When it comes to practicing, some people find it harder than others to get motivated. But when you practicein a group, you're making it more of a commitment. And in turn, this helps everybody stay consistent with their practice schedules.
If you're considering a practice with a band or ensemble, you should try to develop your own performance skills first, just in case you need to keep up with more experienced players. We all fumble and make mistakes, but you should still have the necessary skills to get back on track with your fellow musicians. Reversely, if one of them makes a mistake, it helps to be skillful enough to keep the performance moving along. For this reason, you should have plenty of solo practice before considering a practice with others.
Another idea to consider is practicing with a music instructor, a mentor, or a friend who doesn't mind coaching you. Consider practicing with an acquaintance who shares your desire to improve. You could even arrange an informal musical gathering of people who understand each other's skills and are willing to allow for a wide range of ability.
When you're finally ready for group practice, the upsides are tremendous. One of the more obvious benefits is getting immediate feedback from others on your abilities. Because your skills are on display, you have to go in prepared. This will make you hyper aware of your performance weaknesses and flaws, but it will also make you more aware of improving on them.
Group practices are one of the best environments to be in when it comes to increasing your capabilities as a player. From pitch and tone matching, to harmonization, and synchronizing with the group's rhythm, it's the perfect setup for improving as a musician. It's also an excellent opportunity to gain hints and helpful ideas from other players. Whether you're learning how others interpret a song, or how they break down the steps of a song until they master it, group practice is the ultimate interactive learning experience.
If you plan on taking a stab at improvisation, you need to be capable of building on top of what the group or ensemble is playing in the moment. Group practice is the perfect opportunity to improve on this skill. Before practice, you can prepare on your own by playing to tracks or using music-minus-one recordings. But if you desire hitting the stage with this skill, it's crucial to practice improvisation with others in real time. Doing so will help you find cues easier, recover from your flubs, and cover up the mistakes of others.
If more mistakes were made than you were expecting, just imagine that you're a candid onlooker. It's easy to feel self-conscious by letting the critical voice in your head take over. But you can avoid this by removing yourself from the situation, and assuming the viewpoint of someone else watching your arms, hands and fingers in motion, listening to your instruments sound, and paying attention to your tactile senses.
By trying this exercise, you can better observe the parts of your performance that need improvement. How can you identify the errors during practice so you can move beyond them? What part of your technique can be more focused on and improved?
However you meet your musical colleagues, group practice can bring you great fellowship, fun, growth, and lots of opportunities to display your collaborative skills. It's important to push yourself in those kinds of situations. Listen attentively to the best musical partners you find. It helps greatly to practice with musicians who are more experienced as well.
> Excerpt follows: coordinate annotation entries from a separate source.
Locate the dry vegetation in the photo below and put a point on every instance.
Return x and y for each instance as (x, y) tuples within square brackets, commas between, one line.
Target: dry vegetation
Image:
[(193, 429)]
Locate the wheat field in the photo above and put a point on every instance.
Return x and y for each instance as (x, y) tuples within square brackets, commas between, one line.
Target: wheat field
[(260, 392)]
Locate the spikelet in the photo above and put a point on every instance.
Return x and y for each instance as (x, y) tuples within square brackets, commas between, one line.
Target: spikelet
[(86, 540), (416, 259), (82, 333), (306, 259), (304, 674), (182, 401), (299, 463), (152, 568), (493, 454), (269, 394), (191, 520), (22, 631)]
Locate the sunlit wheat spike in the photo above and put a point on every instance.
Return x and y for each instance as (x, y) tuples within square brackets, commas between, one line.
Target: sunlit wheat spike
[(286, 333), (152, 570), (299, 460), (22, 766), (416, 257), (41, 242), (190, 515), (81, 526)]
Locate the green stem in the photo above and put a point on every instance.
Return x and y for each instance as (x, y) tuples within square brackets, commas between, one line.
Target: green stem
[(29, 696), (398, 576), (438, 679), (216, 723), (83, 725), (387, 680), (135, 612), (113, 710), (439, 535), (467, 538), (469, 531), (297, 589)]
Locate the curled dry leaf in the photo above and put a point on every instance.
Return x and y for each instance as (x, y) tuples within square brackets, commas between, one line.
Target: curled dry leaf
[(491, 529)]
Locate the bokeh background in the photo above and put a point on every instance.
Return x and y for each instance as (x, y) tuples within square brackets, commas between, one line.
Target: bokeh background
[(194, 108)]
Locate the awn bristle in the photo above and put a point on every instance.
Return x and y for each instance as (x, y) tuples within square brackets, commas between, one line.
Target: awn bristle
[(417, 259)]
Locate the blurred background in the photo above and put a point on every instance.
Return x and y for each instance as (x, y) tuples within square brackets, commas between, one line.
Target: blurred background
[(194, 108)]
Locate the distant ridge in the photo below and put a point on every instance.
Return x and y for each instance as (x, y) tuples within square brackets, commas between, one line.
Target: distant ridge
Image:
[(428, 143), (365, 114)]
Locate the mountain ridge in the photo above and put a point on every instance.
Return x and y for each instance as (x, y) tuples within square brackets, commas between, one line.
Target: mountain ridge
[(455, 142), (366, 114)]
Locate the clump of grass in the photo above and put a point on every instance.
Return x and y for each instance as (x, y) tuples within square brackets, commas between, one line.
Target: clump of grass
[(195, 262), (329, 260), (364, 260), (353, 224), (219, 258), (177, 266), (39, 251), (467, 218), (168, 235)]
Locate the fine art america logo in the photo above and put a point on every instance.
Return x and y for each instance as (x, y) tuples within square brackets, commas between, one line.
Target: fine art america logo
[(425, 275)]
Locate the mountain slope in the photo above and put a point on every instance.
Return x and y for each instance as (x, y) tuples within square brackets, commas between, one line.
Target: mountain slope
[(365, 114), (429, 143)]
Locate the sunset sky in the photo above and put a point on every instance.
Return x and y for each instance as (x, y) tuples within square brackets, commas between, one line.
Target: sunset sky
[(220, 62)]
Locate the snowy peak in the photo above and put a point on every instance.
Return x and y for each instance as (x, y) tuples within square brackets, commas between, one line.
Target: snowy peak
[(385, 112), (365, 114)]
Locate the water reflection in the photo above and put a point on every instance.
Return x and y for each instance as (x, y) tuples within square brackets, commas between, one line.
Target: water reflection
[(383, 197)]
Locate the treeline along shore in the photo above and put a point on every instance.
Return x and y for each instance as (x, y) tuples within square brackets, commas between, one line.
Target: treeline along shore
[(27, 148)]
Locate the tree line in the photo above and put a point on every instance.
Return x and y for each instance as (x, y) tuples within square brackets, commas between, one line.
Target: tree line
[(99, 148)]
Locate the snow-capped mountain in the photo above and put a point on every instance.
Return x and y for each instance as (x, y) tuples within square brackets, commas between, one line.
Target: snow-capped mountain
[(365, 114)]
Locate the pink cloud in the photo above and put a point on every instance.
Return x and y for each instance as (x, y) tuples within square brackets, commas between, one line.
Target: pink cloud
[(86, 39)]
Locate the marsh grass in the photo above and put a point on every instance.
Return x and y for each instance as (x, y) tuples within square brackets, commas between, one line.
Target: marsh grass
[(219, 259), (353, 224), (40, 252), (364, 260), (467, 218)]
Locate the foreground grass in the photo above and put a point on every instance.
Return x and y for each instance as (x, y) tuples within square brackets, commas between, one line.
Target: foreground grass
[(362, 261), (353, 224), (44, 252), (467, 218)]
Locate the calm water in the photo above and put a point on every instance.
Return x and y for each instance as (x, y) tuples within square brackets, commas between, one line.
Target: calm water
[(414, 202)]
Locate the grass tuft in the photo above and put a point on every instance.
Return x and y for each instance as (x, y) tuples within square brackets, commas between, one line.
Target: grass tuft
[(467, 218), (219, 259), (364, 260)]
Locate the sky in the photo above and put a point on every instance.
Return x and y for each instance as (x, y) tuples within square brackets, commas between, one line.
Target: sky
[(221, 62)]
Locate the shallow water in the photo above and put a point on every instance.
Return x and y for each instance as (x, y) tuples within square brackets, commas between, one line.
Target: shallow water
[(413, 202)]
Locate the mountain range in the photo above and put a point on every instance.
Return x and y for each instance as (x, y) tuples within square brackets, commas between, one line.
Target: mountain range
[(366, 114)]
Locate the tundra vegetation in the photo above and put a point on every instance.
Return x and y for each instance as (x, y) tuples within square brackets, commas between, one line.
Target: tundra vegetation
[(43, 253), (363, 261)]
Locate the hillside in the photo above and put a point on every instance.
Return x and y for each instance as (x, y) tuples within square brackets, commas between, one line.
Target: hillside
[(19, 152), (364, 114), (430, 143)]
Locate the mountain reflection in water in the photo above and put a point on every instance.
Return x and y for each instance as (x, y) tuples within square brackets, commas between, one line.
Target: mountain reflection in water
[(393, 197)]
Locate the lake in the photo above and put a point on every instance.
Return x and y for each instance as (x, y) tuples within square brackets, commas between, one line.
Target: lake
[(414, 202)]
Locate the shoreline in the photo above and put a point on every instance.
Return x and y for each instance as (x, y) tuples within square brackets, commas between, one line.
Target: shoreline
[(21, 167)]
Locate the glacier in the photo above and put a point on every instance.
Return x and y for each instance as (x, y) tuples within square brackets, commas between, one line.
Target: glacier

Try to avoid unhelpful comparisons when playing with musicians who are more skilled. Although comparisons and competitiveness can improve your musicianship, it can also destroy the confidence of both yourself and others. The most important part of music is connecting with other people. Just because you can't hit as many notes as someone else, that doesn't mean you aren't capable of expressing your gifts with fewer notes.
Last but not least, by using the same techniques that help you make individual practice more adequate, the benefits you acquire from group practice can also be further enhanced. Stick with regular practice sessions, set goals for each one, warm up before starting, and concentrate on the harder spots until you have them down smoothly.
In conclusion, you'll improve your ear, broaden your musical vocabulary, become a better sight reader, and your overall playing abilities will flourish when you practice with others. So make group practice a part of your musical development today. You won't regret it.